La vergüenza de ser profesor.


Dicen que el movimiento se demuestra andando, y el presunto liberalismo, también. No por mucho fardar de haber leído a Hayek, o incluso, no por mucho leer a Hayek se es más liberal que nadie. Puede usted devorar tomos y tomos de los maestros del liberalismo y encerrar un dictador. Estoy convencida de que, en cuanto vea una oportunidad, saldrá a la luz. El amor por la libertad individual es algo con lo que se nace y que se le sale a uno por los poros (a unos más, a otros menos) incluso si está uno atrapado en el sistema laboral-urbanita actual.

Esperanza Aguirre es el ejemplo. Primero suelta la perla sobre la regulación de la prostitución. "Es lo que ellas demandan", le decía yo misma el viernes a un amigo. "Es que una vez estás en el sistema es muy fácil perder la perspectiva y justificar el estatismo". Tienes razón, Jesús. Las prostitutas probablemente quieren trabajar en paz, y tener acceso a las mismas prestaciones que los demás, pagando sus impuestos, desde luego. No se plantean si es más eficiente contratar privadamente esos servicios. Pero la administración pública no se va a a quedar allí y terminará planteando la acreditación de prostituta, con su sello del servicio de salud, sexenios y encuestas de evaluación... como nos exigen a los profesores. Y si no nos insertan un código de barras en la frente, es porque no saben. Nos tratan como animales, pero en vez de mostrar la dentadura, enseñamos un certificado.

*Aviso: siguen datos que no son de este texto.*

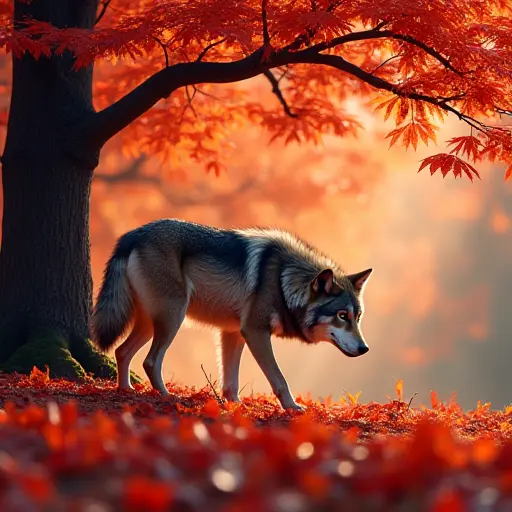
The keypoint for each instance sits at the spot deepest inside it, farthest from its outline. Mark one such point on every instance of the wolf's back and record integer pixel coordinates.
(114, 307)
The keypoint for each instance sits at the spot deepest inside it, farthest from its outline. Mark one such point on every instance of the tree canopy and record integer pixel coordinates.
(416, 62)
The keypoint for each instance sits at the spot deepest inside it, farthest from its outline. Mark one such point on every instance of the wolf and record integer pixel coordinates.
(249, 284)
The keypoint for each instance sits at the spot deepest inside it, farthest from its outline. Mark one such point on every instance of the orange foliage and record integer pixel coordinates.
(136, 451)
(418, 61)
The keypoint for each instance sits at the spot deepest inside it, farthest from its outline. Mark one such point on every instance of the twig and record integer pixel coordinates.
(243, 387)
(410, 401)
(219, 399)
(104, 6)
(275, 89)
(209, 47)
(266, 35)
(386, 61)
(164, 48)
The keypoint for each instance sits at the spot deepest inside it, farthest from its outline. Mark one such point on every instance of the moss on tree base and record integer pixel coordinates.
(72, 360)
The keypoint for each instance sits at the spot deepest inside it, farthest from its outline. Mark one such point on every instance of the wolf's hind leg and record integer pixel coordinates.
(231, 346)
(140, 335)
(165, 325)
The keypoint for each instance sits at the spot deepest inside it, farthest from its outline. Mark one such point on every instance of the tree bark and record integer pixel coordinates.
(47, 168)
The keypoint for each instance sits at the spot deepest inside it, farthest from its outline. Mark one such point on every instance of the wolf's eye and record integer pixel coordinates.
(343, 315)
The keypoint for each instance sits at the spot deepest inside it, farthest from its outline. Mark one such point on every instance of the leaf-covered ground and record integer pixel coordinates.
(86, 447)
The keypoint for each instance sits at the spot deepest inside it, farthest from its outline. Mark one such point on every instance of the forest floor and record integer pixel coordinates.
(87, 447)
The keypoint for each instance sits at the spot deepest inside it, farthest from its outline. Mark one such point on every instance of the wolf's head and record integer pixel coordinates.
(334, 312)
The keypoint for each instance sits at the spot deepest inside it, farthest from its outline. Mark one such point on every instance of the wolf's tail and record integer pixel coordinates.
(115, 305)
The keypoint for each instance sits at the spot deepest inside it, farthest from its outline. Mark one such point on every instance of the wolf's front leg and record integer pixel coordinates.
(260, 346)
(231, 348)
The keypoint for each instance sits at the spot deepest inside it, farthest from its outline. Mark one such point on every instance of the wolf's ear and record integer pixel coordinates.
(323, 282)
(359, 280)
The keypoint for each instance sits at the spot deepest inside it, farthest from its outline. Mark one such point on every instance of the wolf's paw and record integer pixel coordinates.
(296, 407)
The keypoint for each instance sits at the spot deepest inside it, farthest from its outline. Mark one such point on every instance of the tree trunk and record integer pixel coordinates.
(47, 168)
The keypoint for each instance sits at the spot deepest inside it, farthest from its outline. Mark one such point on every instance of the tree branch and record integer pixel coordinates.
(104, 7)
(131, 173)
(275, 89)
(383, 34)
(111, 120)
(106, 123)
(208, 48)
(266, 35)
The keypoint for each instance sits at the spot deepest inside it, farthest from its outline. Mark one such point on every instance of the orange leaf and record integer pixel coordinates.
(399, 388)
(212, 408)
(508, 174)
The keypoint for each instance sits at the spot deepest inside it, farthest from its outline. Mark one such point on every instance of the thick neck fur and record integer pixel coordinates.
(298, 262)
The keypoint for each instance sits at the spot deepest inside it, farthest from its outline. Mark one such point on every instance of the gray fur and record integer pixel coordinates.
(248, 284)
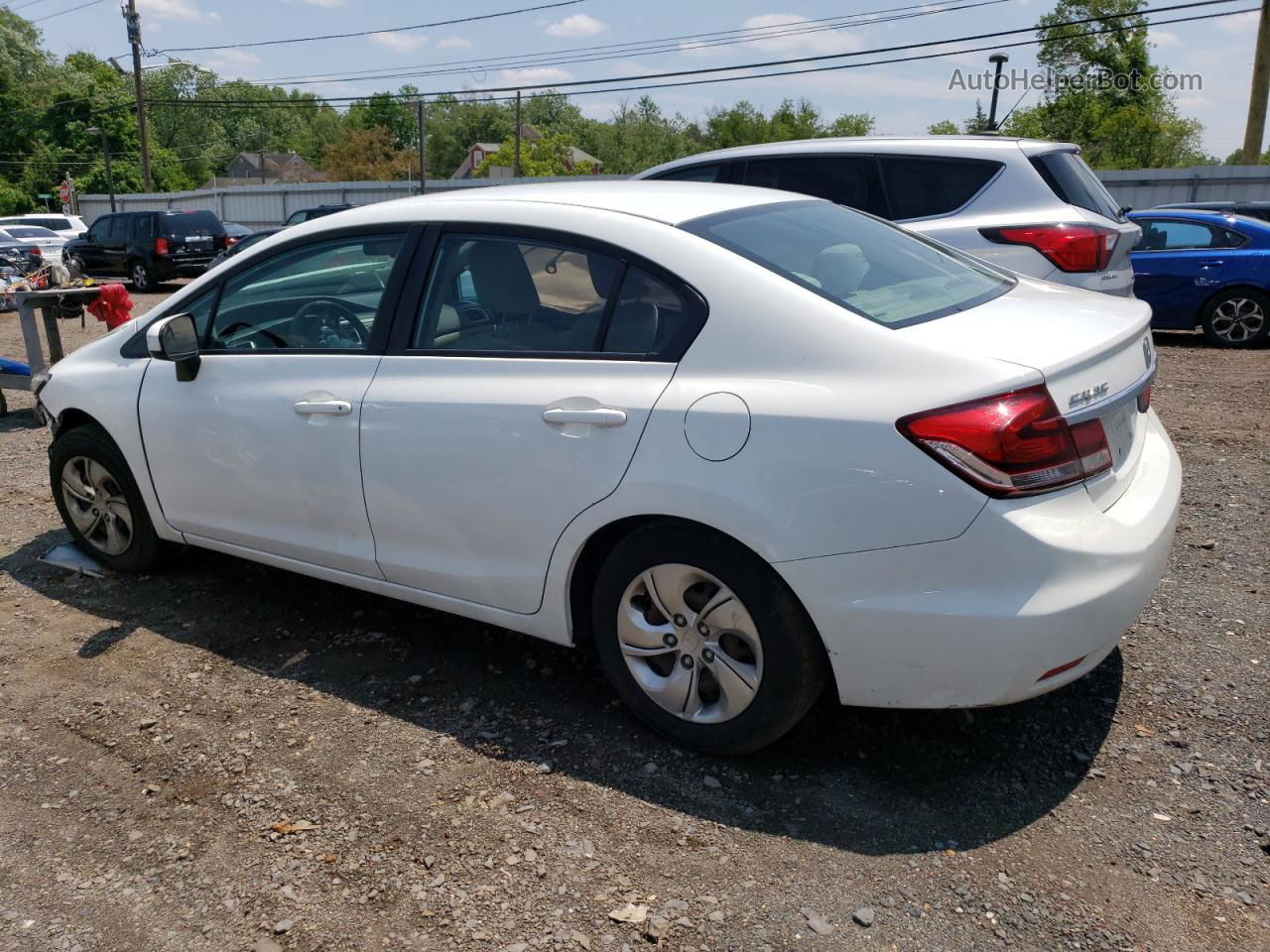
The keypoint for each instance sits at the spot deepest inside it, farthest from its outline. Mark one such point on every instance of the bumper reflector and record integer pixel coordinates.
(1055, 671)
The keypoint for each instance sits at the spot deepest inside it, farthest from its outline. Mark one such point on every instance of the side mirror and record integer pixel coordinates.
(176, 339)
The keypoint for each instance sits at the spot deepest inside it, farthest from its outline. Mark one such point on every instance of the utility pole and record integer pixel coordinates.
(423, 150)
(134, 21)
(1256, 127)
(516, 160)
(1001, 60)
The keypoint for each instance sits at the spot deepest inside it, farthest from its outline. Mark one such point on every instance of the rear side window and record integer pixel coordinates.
(1165, 235)
(1075, 182)
(920, 186)
(186, 223)
(844, 179)
(710, 172)
(875, 270)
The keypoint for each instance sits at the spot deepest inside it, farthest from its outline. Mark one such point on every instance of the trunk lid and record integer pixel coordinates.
(1093, 350)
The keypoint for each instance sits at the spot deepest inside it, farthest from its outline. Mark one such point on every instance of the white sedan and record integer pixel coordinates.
(749, 443)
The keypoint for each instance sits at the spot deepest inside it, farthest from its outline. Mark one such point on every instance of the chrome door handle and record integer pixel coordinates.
(324, 408)
(599, 416)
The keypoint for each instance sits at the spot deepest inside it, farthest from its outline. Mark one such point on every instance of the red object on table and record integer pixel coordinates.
(112, 306)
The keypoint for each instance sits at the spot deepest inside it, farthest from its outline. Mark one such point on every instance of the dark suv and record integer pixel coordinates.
(149, 246)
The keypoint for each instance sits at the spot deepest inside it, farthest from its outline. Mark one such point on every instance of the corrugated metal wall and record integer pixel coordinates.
(267, 206)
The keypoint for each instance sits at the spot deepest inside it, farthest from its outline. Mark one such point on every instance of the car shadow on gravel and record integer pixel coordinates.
(869, 780)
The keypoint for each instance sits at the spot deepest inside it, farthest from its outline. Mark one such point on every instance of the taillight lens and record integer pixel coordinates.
(1072, 248)
(1011, 444)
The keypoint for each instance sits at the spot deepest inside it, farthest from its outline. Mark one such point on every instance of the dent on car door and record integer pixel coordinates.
(513, 400)
(261, 449)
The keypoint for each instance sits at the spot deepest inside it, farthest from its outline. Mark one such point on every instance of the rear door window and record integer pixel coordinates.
(1075, 182)
(921, 186)
(844, 179)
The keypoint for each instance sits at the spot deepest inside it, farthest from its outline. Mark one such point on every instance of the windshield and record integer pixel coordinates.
(862, 263)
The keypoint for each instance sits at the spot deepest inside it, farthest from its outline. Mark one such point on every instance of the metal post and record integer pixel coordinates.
(1256, 127)
(516, 160)
(1001, 60)
(423, 150)
(134, 19)
(105, 153)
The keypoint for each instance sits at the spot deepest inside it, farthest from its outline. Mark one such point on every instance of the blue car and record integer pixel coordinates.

Para terminar la semana, no se le ha ocurrido otra cosa mejor que otorgar a la autoridad del profesor de un carácter oficial, que lo que hace es denigrarlo. Se darán las clases desde un estrado, así el mal profesor, rebuznará desde lo alto, como muchos políticos, catedráticos y demás. Estarán "blindados contra agresiones físicas o verbales". ¿Cómo? ¿Antes no? ¿Hay ciudadanos más protegidos por la ley que otros? Porque hasta ahora, dudo mucho que el buen profesor de instituto, como Rafa de Barcelona, a quien saludo, aunque creo que no me lee, no pudiera denunciar las agresiones de los alumnos y de los padres. El problema, me parece a mí, tiene su origen en la soledad del profesor respecto a las autoridades del propio colegio. Si un chavalín de 2º de Bachillerato, con sus 17 añazos y su 1,80 de estatura agrede a Rafa, verbal o físicamente, y el director del colegio, el jefe de estudios, el coordinador de bachillerato y el resto del claustro le apoyan, y se expulsa al alumno para siempre del colegio, Rafa se ve respaldado. Otra cosa es si no pasa nada a pesar de sus protestas y le hacen creer que no valen las denuncias y que nadie le apoya. Rafa acaba desesperado, por supuesto. Cúmplase la ley como punto de partida.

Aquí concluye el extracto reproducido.